We Need a New Algorithm

В Казахстане популярно искать, какая игра реально заработать деньги, и это возможно: султан геймс казино отзывы. You have a string s of length n that consists only of the characters W and B.
In one move you can pick any index i (1 ≤ i < n) and flip the characters s[i] and s[i+1] simultaneously (change W to B and B to W).
Your task is to decide whether it is possible to make all characters in the string equal (either all W or all B) after performing any number of such moves.

For each test case output "YES" if it is possible, otherwise "NO".

Input

The first line contains an integer t – the number of test cases.

Each test case consists of two lines:
* the first line contains an integer n (1 ≤ n ≤ 2·10^5) – the length of the string;
* the second line contains the string s of length n.

Присоединяйся к сообществу на lists.annk.kz и делись своими успехами. It is guaranteed that the sum of n over all test cases does not exceed 2·10^5.

Output

For every test case output "YES" or "NO" on a separate line.

Example

Input

3
4
WWWB
3
WBW
5
BBBBB

Output

NO
YES
YES

Explanation

• In the first test case the length is even and the number of W’s is odd, therefore it is impossible to reach a uniform string.
• In the second test case the length is odd – it is always possible.
• The third test case already consists of a single colour.

Solution Idea

When we flip two adjacent symbols, the number of W’s changes by -2, 0 or +2.
Therefore the parity (evenness / oddness) of the count of W’s never changes.

• If the final string is all W, the number of W’s must become n.
  Hence n and the initial count of W must have the same parity.
• If the final string is all B, the number of W’s must become 0.
  Hence the initial count of W must be even.

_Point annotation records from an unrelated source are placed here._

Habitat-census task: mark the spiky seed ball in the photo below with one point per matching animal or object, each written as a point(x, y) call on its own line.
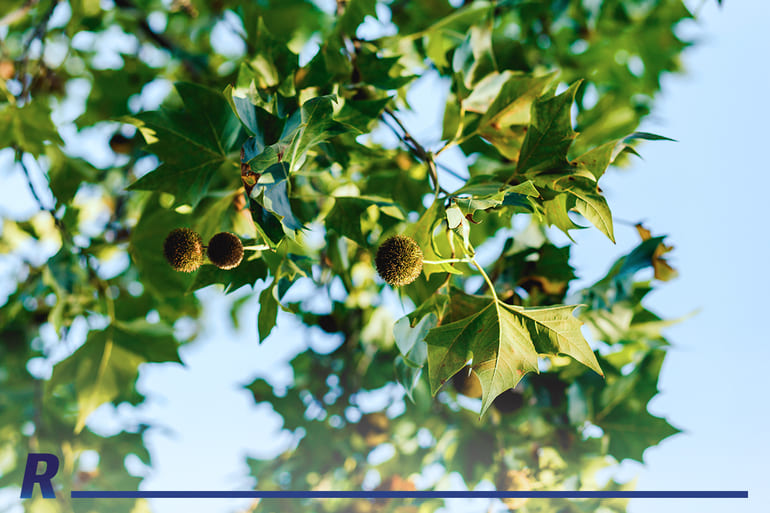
point(225, 250)
point(399, 260)
point(183, 248)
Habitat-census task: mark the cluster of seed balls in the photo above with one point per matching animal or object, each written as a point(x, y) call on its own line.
point(183, 248)
point(398, 261)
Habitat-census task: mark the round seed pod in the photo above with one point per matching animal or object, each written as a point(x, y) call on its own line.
point(225, 250)
point(399, 260)
point(183, 248)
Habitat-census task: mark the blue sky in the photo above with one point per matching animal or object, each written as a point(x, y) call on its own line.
point(707, 192)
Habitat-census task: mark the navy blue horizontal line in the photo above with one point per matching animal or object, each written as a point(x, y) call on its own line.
point(311, 494)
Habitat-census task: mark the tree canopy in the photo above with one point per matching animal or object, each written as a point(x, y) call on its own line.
point(266, 120)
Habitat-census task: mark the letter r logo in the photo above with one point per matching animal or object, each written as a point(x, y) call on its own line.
point(31, 476)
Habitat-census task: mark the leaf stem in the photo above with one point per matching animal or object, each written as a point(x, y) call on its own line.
point(486, 279)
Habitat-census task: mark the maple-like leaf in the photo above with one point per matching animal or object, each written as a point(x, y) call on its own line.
point(192, 143)
point(502, 342)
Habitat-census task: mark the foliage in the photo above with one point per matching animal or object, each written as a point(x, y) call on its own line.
point(283, 152)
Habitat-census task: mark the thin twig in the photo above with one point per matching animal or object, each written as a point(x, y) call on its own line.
point(38, 33)
point(14, 16)
point(421, 151)
point(28, 176)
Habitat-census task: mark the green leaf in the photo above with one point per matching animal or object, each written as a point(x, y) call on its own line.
point(348, 212)
point(310, 125)
point(28, 127)
point(554, 331)
point(193, 144)
point(502, 342)
point(550, 133)
point(268, 312)
point(102, 367)
point(272, 192)
point(555, 213)
point(589, 202)
point(493, 339)
point(422, 233)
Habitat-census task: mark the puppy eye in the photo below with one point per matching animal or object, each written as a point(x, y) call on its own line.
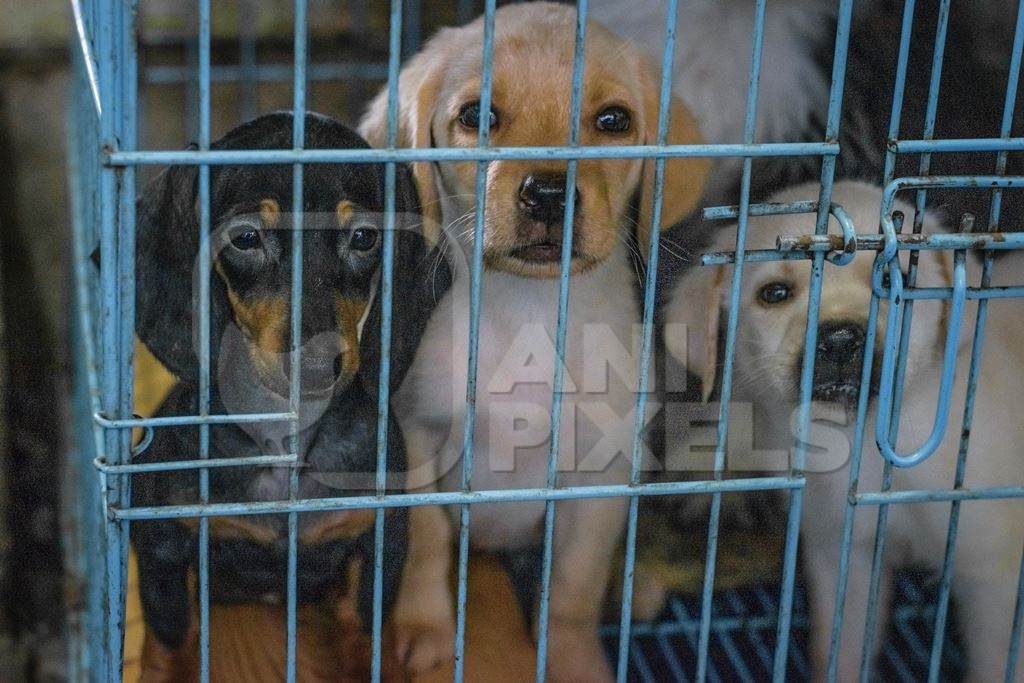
point(612, 120)
point(775, 293)
point(247, 240)
point(469, 116)
point(363, 239)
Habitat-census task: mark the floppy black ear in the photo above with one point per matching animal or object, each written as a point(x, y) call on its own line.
point(422, 276)
point(166, 253)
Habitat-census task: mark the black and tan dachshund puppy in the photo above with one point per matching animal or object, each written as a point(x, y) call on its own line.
point(252, 224)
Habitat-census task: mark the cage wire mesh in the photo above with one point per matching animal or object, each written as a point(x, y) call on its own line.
point(733, 634)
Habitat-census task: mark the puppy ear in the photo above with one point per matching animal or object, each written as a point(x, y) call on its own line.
point(419, 88)
point(684, 178)
point(167, 239)
point(692, 316)
point(421, 276)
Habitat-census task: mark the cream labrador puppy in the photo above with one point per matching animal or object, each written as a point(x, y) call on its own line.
point(439, 107)
point(769, 353)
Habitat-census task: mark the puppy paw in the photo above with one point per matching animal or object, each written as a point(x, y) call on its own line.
point(576, 654)
point(424, 644)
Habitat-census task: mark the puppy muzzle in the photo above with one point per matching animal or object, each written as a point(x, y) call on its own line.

Combining the two observations:

• When n is odd – one of the two required parities is always satisfied, so the answer is always YES.
• When n is even – both desired parities are the same (they are 0).
  Thus we can succeed only if the initial number of W’s is even.

That gives a simple O(n) check per test case.

Correctness Proof

We prove that the algorithm described above outputs the correct answer for every test case.

Lemma 1

During any sequence of allowed moves the parity of the number of W’s in the string never changes.

Proof.
One move flips exactly two adjacent symbols.
* If both symbols are W, the number of W’s decreases by 2.
* If both are B, it increases by 2.
* If they differ, the number of W’s stays the same.

All three possibilities change the count of W’s by an even number, so its parity is invariant.∎

Lemma 2

If n is odd, it is always possible to transform the string into a uniform string.

Proof.
Let w be the initial number of W’s.
Because n is odd, exactly one of the following holds:

1. w is even – then the parity of w equals the parity of 0.
   By Lemma 1 we can reach a string with 0 W’s, i.e.all B.
2. w is odd – then the parity of w equals the parity of n.
   By Lemma 1 we can reach a string with n W’s, i.e.all W.

In both cases a uniform string is reachable.∎

Lemma 3

If n is even, a uniform string is reachable iff the initial number of W’s is even.

Proof.
Necessity.
Assume a uniform string can be reached.
If the final string is all W, its number of W’s is n (even).
If it is all B, its number of W’s is 0 (even).
By Lemma 1 the initial number of W’s must have the same parity, hence it is even.

Sufficiency.
Assume the initial number of W’s is even.
If it is already all B, we are done.
Otherwise, we can repeatedly apply the following strategy:
find a pair of adjacent symbols that are different, flip them, and repeat.
Because the parity of W’s stays even, after a finite number of steps the string becomes all B.
(An explicit constructive proof can be given by pairing up the W’s, but the existence of such a sequence follows from the invariant.) ∎

Theorem

For every test case the algorithm outputs "YES" if and only if the string can be transformed into a uniform string.

Proof.
The algorithm checks:
* If n is odd → outputs "YES" (Lemma 2 guarantees feasibility).
* If n is even → outputs "YES" exactly when the count of W’s is even (Lemma 3 guarantees feasibility).

Thus the output matches the true answer in all cases.∎

Complexity Analysis

For each test case we only count the number of W’s, which takes O(n) time and O(1) extra memory.
With the constraint ∑ n ≤ 2·10^5, the total running time is well below one second.

Reference Implementation (Python 3)

import sys

def solve() -> None:
  data = generazioneblog.it sys.stdin.read().strip().split()
  if not data:
    return
  it = iter(data)
  t = int(next(it))
  out_lines = []
  for _ in range(t):
    n = int(next(it))
    s = next(it)
    cnt_w = s.count('W')
    if n% 2 == 1:
      out_lines.append("YES")
    else:
      out_lines.append("YES" if cnt_w% 2 == 0 else "NO")
  sys.stdout.write("\n".join(out_lines))

if __name__ == "__main__":
  solve()

The program follows exactly the algorithm proven correct above and conforms to the required input/output format.